How to Protect Against Such Attacks?
Maintaining a secure organizational environment requires ongoing vigilance. Security measures like MFA can appear safe and secure, but as evident from the 0ktapus campaign, attackers can overcome them using sophisticated tools. According to Group-IB, organizations can take the following measures to mitigate similar attacks:
- End-users must always check the website URL where they are entering their credentials. It becomes especially crucial for users with privileged accounts.
- Users must treat all URLs they receive from unknown resources as suspicious. They should forward them to their security teams for analysis when in doubt.
- As the attack on Cloudflare suggests, organizations must implement a FIDO2-compliant security key from vendors like YubiKey for MFA.
- If users think their credentials got compromised, they must change their password immediately, sign off from active sessions, and report the incident to their manager and security team.
What Experts Have to Say About Such Attacks
- Rustam Mirkasymov, Head of Cyber Threat Research, Group-IB Europe
The attackers’ methods to execute 0ktapus were not special, but the planning and the way it pivoted from one organization to another make it worth noticing.
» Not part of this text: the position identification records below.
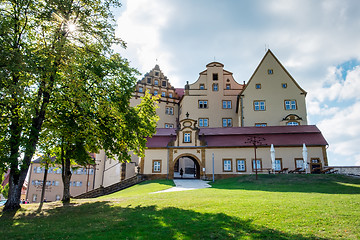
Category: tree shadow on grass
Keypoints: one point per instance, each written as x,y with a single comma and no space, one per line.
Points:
102,220
307,183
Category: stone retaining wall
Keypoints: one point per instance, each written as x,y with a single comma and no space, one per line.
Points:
112,188
347,170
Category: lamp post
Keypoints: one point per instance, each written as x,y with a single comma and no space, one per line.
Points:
255,141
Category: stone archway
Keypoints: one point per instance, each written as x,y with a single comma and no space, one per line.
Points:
197,165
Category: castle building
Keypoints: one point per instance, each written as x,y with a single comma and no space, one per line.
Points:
213,128
209,127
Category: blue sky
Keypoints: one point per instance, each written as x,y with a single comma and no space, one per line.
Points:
318,42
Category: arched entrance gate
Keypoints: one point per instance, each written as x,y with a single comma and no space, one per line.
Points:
190,165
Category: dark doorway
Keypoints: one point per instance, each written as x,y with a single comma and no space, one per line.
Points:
190,167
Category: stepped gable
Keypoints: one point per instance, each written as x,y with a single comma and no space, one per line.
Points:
155,78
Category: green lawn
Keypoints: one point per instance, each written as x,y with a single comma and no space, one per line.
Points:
274,207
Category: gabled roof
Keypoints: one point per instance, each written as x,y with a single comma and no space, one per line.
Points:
265,56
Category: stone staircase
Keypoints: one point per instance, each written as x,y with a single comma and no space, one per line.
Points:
101,191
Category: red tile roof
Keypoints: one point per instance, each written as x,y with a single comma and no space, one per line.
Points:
179,92
238,136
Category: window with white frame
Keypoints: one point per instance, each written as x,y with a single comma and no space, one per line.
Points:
299,163
215,76
227,122
227,165
259,105
156,166
215,87
203,104
169,125
187,137
290,105
240,164
203,122
226,104
292,123
169,110
256,165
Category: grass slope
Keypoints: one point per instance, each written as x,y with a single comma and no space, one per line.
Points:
274,207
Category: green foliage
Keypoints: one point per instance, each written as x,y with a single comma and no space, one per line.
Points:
61,84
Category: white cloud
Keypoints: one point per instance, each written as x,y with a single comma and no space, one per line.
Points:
140,26
309,37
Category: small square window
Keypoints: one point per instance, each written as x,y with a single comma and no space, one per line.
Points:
227,122
227,165
241,165
156,166
215,76
203,104
203,122
187,137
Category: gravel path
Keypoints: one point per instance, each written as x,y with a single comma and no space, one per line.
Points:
187,184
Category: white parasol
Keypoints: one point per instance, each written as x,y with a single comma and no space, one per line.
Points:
272,154
305,157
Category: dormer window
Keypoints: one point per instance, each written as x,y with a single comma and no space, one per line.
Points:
187,137
215,76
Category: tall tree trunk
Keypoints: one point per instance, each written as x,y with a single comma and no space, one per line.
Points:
66,176
43,186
It shows how vulnerable modern enterprises are to basic social engineering attacks and the far-reaching effects of such incidents on their partners and customers.
- Patrick Harr, CEO, SlashNext
The Cloudflare and Twilio breaches demonstrated the rise in smishing (SMS phishing) attacks to successfully harvest user credentials at the attack chain’s start and perpetrate a breach. The attackers are hard to identify, so organizations cannot solely rely on employee training to stop such attacks. The organization must implement proactive AI (artificial intelligence) and behavioral learning security safeguards to prevent such attacks before employee details get compromised.
- Monnia Deng, Director of product marketing, Bolster
Phishing websites saw an unexpected surge in 2022, and Twilio is one of the major breaches that stemmed from look-alike domains this year. Research shows that the problem will increase tenfold in 2022 because such campaigns are easy to deploy and effective in a post-pandemic digital work era. The only way to respond to such attacks is to deploy a preconfigured takedown automation of malicious websites offered by a real-time digital risk vendor specializing in the detection and takedown of phishing websites.
Final Words
Attacks like 0ktapus bring organizations closer to the truth of how vulnerable they are to such social engineering attacks. Even if they deploy robust security standards like MFA, they cannot rest assured that they are fully protected against such sophisticated attack vectors.
Thus, organizations must analyze which employees are most at risk and find ways to train them best. Furthermore, applying adaptive security controls is a prudent way to implement a successful phishing protection strategy against such attacks.